In the figure below, there is a drawing fragment explaining the principle of reinforcing the floor slab.
The recipient of the drawing extracts a parametric description from it, applies the execution procedure, and, as a result, gets a mental model of the slab reinforcement. When the recipient is a builder, he will transform his mental model into real reinforcement in the field.
The process of creating a model in a 3D modeling program is, in principle, no different from a traditional drawing. By some means or other, the reinforcement contour is defined; the diameter, steel class, spacing, and possible overlap of rebars are specified.
The end result is, however, different. The execution procedure creates a computer model of a set of rebars with attributes attached to every bar. This model is saved. The figure below represents a top view of the reinforced slab as displayed by a computer model.

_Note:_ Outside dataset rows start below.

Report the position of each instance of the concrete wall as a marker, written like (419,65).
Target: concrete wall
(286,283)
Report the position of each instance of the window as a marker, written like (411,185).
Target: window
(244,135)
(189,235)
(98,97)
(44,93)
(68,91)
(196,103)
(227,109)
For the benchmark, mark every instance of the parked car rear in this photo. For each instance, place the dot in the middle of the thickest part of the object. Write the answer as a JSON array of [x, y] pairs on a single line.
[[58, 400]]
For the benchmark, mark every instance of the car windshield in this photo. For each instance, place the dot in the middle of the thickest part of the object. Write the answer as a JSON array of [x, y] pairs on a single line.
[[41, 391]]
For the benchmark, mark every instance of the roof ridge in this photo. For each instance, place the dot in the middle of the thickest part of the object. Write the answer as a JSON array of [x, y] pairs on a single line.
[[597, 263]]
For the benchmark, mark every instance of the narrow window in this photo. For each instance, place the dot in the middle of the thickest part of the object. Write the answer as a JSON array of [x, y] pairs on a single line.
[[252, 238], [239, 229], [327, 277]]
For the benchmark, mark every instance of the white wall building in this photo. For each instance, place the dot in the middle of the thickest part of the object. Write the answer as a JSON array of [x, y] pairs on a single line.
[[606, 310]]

As mental models are built solely on the basis of visual perception, let's compare the two figures:
Drawing — shows a single abstract bar, with information attached. The bar defines the size, location, and attributes of all other bars in the planned reinforcement slab. We do not see individual bars, but we get a very good idea of the slab reinforcement.
Model — shows lots of bars. Annotations need to be added to all bars, and many dimensions need to be placed. When the slab is large and contains a lot of rebar, we get a messy, poorly readable picture. The result is a poor-quality mental model and, accordingly, a poor understanding.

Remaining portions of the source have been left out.